El gordo se defendía mejor en la escuela, a la hora de los pupitres. Cuando estábamos en el aula escuchando la lección del maestro era uno más, pero la vida se le hacía menos agradable cuando había que salir al patio del colegio o la pista para hacer gimnasia. Nunca podré olvidar la crueldad de un maestro de Educación Física que allá por el año 1975 nos amargó la vida a un montón de niños y niñas del colegio Cruz de Caravaca. Quería que fuésemos atletas de la noche a la mañana y se empeñaba en que los más gruesos, los que no tenían elasticidad suficiente y les costaba un mundo moverse, se convirtieran en acróbatas. Cómo sufrían los pobres con sus kilos a cuestas cuando eran obligados a saltar el potro, sabiendo de antemano que se quedarían en el intento, que como mucho acabarían la aventura sentados en mitad del aparato o derrumbados sobre la colchoneta aguantando las carcajadas de los otros alumnos. Esa crueldad hacia el débil, esa falta de sensibilidad con el que no podía, la volví a vivir muchos años después cuando llegué a un campamento para hacer la mili. De nuevo, como en la infancia, la figura del gordo vivía condenada a las risas de los compañeros y a los arrestos de los mandos.

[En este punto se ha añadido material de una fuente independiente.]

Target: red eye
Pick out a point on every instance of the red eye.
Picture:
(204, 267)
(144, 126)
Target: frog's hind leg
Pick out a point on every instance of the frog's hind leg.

A veces éramos tan crueles con los que estaban demasiado gruesos que a la hora de los juegos los relegábamos a los papeles secundarios. Al gordo casi siempre le tocaba la papeleta de ponerse de portero cuando jugábamos al fútbol. Nadie quería ser portero porque lo divertido era correr y marcar goles, por lo que acabábamos nombrándolo a él, al que menos corría, al que más dificultades tenía para saltar, para que cubriera la portería, que entonces era una línea imaginaria que unía dos montones de piedras.
El gordo era el portero en el fútbol y el que hacía de madre en juegos de grupo. En el puño o vaina, donde se iba formando una cola de espaldas agachadas y los otros iban saltando encima, el grueso era el más temido y de pronto se convertía en el más competitivo, capaz de derribar aquel vagón infantil de un solo culetazo.
El que estaba pasado de kilos destacaba a su pesar porque se sentía como un extraño entre un regimiento de delgados. La mayoría éramos canijos porque nos gustaba más la calle y sus juegos que una buena merienda. Cuántas veces olvidábamos el bocadillo de mantequilla encima de un tranco mientras corríamos detrás de una pelota. Los niños de hace cincuenta años no sabíamos lo que era la bollería industrial y los pasteles nos los comíamos con los ojos pegados a los escaparates. Es verdad que nos daban sobrasada, morcilla, sartenes de migas, pero todas aquellas calorías que caían en nuestras venas se evaporaban después cuando salíamos a jugar a la calle.
Como nos pasábamos los días revoloteando estábamos instalados en una delgadez permanente, un estado que no era del agrado de todas las madres de aquella época, que soñaban con hijos rollizos. Mi madre me solía llevar al doctor don Manuel de Oña para que obrara el milagro de que cogiera unos kilos a fuerza de inyecciones de vitaminas.